Перекатиться, сваливая мужчину на лопатки — не так и сложно на самом деле. Куда проще расстегнуть на нем джинсы, спустить боксеры, сжать в пальцах дыбом стоящий член…
Не врал. Действительно хотел меня — и сейчас хоть и охренел от моей наглости, но воздухом захлебнулся, стоило только пальцы сжать. То-то же.
— Резинки есть, или мы закончим на этом? — Ну, вот не могу заткнуться. Прости, Антон, не могу.
Он шипит, раздражённо — ну да, момент я ему испортила, но запускает пятерню в карман джинс.
Не знаю эту марку, какие-то космически тонкие… Ну, если порвется — то кому-то придется познакомиться с такой процедурой как массаж простаты.
Здравствуй, веселая наездница, я скучала — хоть и не догадывалась об этом. В первую секунду, когда я усаживаюсь на раскаленный член Антона — вскрикиваю и сама. И все-таки… Все-таки вибратор — это не все. Горячий член живого мужчины заменить сложно…
Медведь — медведь во всем… И в объемах, да-а-а…
Медвежьи лапы на моей талии, давят, заставляют насадиться на мужскую плоть так, что еще чуть-чуть — и он заденет мне членом печенку. А я… Блин, я отвыкла… Слишком давно не трахалась, слишком… Будто в первый раз, только без дефлорации. Стыдно признаваться, но от количества ощущений я аж замерла, и видимо — затянула с тем, чтобы уже начать.
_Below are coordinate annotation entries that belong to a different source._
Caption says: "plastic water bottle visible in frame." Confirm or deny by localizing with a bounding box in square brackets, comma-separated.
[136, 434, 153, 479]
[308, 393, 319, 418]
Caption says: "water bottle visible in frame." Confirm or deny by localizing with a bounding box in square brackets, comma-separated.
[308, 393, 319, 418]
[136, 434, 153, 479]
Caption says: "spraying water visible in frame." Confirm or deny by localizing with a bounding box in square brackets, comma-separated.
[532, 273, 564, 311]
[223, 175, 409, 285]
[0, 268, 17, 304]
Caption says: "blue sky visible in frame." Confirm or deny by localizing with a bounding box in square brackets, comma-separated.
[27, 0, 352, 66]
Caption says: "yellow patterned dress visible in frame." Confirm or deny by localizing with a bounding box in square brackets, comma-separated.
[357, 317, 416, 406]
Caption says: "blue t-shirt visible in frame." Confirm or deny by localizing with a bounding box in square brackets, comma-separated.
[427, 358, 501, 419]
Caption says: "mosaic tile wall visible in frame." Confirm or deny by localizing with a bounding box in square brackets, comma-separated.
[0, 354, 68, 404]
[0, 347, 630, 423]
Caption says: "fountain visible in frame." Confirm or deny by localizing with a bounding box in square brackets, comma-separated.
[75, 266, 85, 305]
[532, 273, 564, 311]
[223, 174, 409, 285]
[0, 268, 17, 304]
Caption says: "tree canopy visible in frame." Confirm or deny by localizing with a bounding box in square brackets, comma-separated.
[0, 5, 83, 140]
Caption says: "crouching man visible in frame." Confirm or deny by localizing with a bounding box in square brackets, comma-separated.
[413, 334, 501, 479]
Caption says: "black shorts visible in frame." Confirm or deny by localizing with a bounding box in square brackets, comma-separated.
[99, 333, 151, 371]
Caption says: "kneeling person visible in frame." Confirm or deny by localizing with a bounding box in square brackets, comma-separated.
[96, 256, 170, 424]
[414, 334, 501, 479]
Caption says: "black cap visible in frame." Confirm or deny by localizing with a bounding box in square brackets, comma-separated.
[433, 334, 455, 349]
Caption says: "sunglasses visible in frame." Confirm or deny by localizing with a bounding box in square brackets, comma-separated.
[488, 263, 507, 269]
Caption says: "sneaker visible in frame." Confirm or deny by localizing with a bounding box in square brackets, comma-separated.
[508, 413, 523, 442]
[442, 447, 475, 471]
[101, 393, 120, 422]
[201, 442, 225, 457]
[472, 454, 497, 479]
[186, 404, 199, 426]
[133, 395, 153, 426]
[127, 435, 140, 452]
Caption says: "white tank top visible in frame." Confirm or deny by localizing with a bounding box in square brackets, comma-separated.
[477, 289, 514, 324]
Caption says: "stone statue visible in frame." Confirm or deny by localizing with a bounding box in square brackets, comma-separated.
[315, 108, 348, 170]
— Шевелись, раз оседлала, — недовольно хмыкнул Антон, и одну ладонь с размаха опустил мне на бедро.
Твою же… ма-а-ать!
Как же звонко…
Вот тут уж я бы и рада молчать, а не получилось — вскрикнула. Негромко, но слышно. Мне бы срезать его наглый тон, но вот конкретно сейчас я не только не испытываю желания это делать, но и издаю умоляющий стон.
— Еще…
Не дурак, понимает. И еще один хлесткий удар приходится мне на ягодицу, обжигая, усугубляя, вновь опрокидывая волной ощущений. А я — я захлебываюсь, я кричу, я сгораю, и начинаю свои возвратно-поступательные движения.
Танец продолжается — жаркий, энергичный, по дрожащей доске — от начала и до конца, до падения в раскаленное жерло вулкана.